Repak purchased the Lamont Street Collective in 2015 for $531,000. Similar-sized houses on Lamont Street are currently selling for upwards of $1 million.

The Lamont Street Collective, once the headquarters of the D.C. Socialist party, has in recent years served as a home for local and traveling artists and progressive activists, including supporters of Bernie Sanders, activists with Dump Trump, and protesters working against climate change, for immigration reform, and with Black Lives Matter. It is perhaps best known for its community events, which include queer open mics, sci-fi movie nights, Sunday meditation sessions, and its annual Salon de Libertad, which plasters the house in work by local artists and invites the community in. The collective was the subject of a 2013 City Paper cover story.

Most recently, the house held a benefit concert for the victims of the Pulse Nightclub in Orlando, for which it raised $2,700. Two of the collective’s residents, who have a band, played a tribute song that night to which the crowd—a mix of neighbors, friends, and supporters—sang along: “We carry you in our hearts today / We stand together unafraid.” 

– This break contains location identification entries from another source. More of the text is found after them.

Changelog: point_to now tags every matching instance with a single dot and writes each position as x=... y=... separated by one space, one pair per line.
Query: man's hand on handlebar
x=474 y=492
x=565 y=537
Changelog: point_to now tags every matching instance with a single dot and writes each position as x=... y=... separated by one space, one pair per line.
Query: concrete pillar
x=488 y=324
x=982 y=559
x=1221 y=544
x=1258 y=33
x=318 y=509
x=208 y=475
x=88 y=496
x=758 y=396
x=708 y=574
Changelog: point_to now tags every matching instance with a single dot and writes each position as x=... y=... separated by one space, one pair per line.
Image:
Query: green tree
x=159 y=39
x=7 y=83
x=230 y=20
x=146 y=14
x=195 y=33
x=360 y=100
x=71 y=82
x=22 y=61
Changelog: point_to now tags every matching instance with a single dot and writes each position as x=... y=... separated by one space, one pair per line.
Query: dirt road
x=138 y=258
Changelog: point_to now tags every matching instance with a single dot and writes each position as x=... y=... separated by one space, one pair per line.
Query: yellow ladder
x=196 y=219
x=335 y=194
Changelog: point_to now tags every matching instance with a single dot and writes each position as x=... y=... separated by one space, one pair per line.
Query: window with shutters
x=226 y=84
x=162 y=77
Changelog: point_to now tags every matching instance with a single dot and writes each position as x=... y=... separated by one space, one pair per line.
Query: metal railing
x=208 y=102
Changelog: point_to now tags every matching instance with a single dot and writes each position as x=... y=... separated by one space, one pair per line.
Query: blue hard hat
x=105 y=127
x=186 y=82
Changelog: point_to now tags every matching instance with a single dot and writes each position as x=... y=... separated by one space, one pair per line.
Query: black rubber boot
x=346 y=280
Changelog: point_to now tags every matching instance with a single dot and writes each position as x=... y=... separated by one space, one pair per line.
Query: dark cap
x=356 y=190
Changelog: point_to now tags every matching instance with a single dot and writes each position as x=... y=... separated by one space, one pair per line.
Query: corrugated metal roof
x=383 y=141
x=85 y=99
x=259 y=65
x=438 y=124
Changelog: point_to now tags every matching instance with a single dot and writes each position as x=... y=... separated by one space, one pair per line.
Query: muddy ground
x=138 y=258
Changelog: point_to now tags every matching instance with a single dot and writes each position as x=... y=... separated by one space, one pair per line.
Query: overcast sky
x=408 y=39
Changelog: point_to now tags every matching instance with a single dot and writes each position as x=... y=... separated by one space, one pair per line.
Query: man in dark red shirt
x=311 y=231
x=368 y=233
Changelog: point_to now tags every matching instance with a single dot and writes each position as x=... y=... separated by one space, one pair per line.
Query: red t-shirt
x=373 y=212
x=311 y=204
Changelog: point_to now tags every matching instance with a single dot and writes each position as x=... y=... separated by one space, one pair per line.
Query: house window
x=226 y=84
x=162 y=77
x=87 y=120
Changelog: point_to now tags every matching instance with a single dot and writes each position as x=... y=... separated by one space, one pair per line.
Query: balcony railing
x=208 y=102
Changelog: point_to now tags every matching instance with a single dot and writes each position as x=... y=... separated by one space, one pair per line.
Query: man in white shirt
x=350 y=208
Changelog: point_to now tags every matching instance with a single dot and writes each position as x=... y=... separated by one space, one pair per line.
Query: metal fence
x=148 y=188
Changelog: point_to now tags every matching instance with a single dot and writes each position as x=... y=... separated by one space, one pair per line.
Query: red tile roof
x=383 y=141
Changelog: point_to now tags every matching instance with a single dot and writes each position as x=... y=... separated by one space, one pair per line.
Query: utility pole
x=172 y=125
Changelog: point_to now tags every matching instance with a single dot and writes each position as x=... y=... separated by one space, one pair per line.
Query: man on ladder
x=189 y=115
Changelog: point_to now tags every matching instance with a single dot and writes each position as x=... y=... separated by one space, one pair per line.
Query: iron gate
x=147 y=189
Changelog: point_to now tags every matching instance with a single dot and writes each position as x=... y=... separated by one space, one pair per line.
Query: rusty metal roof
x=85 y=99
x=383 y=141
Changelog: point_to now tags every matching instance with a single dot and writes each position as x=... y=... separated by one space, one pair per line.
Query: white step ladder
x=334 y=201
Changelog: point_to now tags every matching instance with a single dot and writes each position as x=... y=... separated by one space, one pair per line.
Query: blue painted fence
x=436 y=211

“The event was to grieve and celebrate at the same time in a healthy way,” says Kri Van Sloun, a member of the collective and artist, who identifies as gender queer.

On Wednesday, Van Sloun, Smith, and the other members of the house piled their possessions into a moving van and took them to the collective’s new home at Georgia Ave and Park Road NW, though most of them plan to keep sleeping at Lamont Street until eviction day. They say the collective will continue in the new house, though perhaps under a new name, “the Long Shot Collective.” In the new home, rent will be double what they paid on Lamont Street.  

“We will lose the walls, the physical space, the connection with the community,” says Van Sloun. “But we will pick up where we left off. We will have our salon in July. We will do a call for local artists to show their art, and also have an open house maybe, to welcome the new neighborhood in.”